18 de marzo de 2023 - Sábado de la tercera semana de Cuaresma

Oseas 6:1-6; Lucas 18:9-14

Homilía

          Al principio de cada celebración eucarística, confesamos nuestros pecados y pedimos el perdón del Señor.  ¿Es siempre algo más que una mera formalidad religiosa? ¿Somos sinceramente conscientes de que somos pecadores? Por supuesto que sabemos que hemos cometido algunos pecados.  Normalmente, ya los hemos acusado en confesión y han sido perdonados.  De hecho, sabemos que han sido perdonados por Dios desde el momento en que nos arrepentimos. Pero ser pecador es algo más que haber hecho tal o cual pecado. Podemos ser conscientes de ser buenos cristianos o no tan malos monjes, más que conscientes de ser pecadores...    

          Es peligroso ser un buen cristiano, y quizás aún más peligroso ser un buen monje.  Es a la gente buena como nosotros a la que Cristo dijo que las prostitutas y los recaudadores de impuestos irían delante de ellos al reino de los cielos.

          El Evangelio de hoy nos habla de un publicano y un fariseo.  ¿Qué era un publicano? Los publicanos eran judíos que aceptaban ser funcionarios de las autoridades romanas en la época en que Judea estaba bajo ocupación romana. Un poco como los colaboradores en Francia o Bélgica durante la última guerra mundial.  Fueron considerados pecadores públicos porque aceptaron una autoridad distinta a la establecida por Yahvé y, por tanto, fueron considerados traidores a su pueblo.  Además, se les consideraba ladrones porque al recaudar impuestos exigían sumas más elevadas para complementar los escasos salarios que recibían de las autoridades romanas.

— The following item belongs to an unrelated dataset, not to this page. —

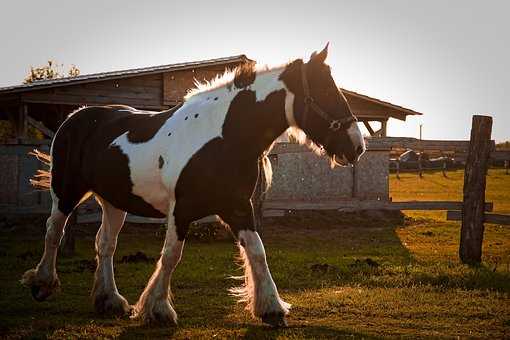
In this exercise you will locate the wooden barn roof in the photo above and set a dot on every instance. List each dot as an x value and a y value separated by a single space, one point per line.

          La parábola de Jesús dice que un fariseo -por tanto, un hombre religioso- y un publicano suben al Templo a rezar. El fariseo está rezando realmente; y, según nuestra forma de pensar, su oración podría considerarse humilde: "Dios mío, te doy gracias porque no soy como los demás hombres; son ladrones, injustos, adúlteros..." Da las gracias.  Así que es consciente de que es por gracia lo que es. Le reza a un dios allá arriba en el cielo. En cuanto al publicano, no reza a ese Dios de ahí arriba en el cielo.  Ni siquiera se atreve a mirar al cielo. Simplemente dice: "Dios, muéstrame tu favor a mí, que soy un pecador. " 

Ambos rezaron.  El recaudador de impuestos bajó a su casa como un hombre justo, pero el fariseo no.  ¿Por qué? ¿Cuál era la diferencia entre ambos? Ambos rezaron. ¿Fue la oración de este último mejor que la del primero? Tal vez sea así.  Pero creo que la verdadera razón del diferente resultado de su oración es que no estaban rezando al mismo dios. Siempre tenemos la tendencia a hacer un dios a nuestra imagen y semejanza, un dios que se ajuste a nuestra medida y sobre todo a nuestras necesidades.  El dios del fariseo era el dios que le había dado sus virtudes, que le había hecho mejor que el resto de los hombres.  Este dios no existe.  Es un ídolo.  Así que el fariseo no creía realmente en Dios, sino que, como dice el evangelista Lucas, creía en su propia justicia.

          El publicano, en su humildad y pobreza, no tenía ninguna imagen de Dios.  No había construido un Dios para sí mismo de acuerdo con sus necesidades.  No habló con un Dios allí arriba. Ni siquiera se atrevió a levantar la vista.  Se miró a sí mismo y vio que era un pecador y que, por lo tanto, necesitaba curarse. "Dios, muéstrame tu favor como pecador. Y recibió una nueva vida porque estaba abierto a ella. Había encontrado a Dios en la experiencia misma de ser pecador.

          San Pedro nos dice en su Carta que debemos estar preparados para dar cuenta de nuestra esperanza.  Preguntémonos esta mañana en qué se basa nuestra esperanza.  ¿En nuestra convicción de ser justos, como los fariseos, o en nuestra fe en la misericordia de Dios? ¿Nuestra fe es la del fariseo o la del recaudador de impuestos?  No olvidemos que Lucas escribe que Jesús contó esta parábola "a algunos que estaban convencidos de ser justos".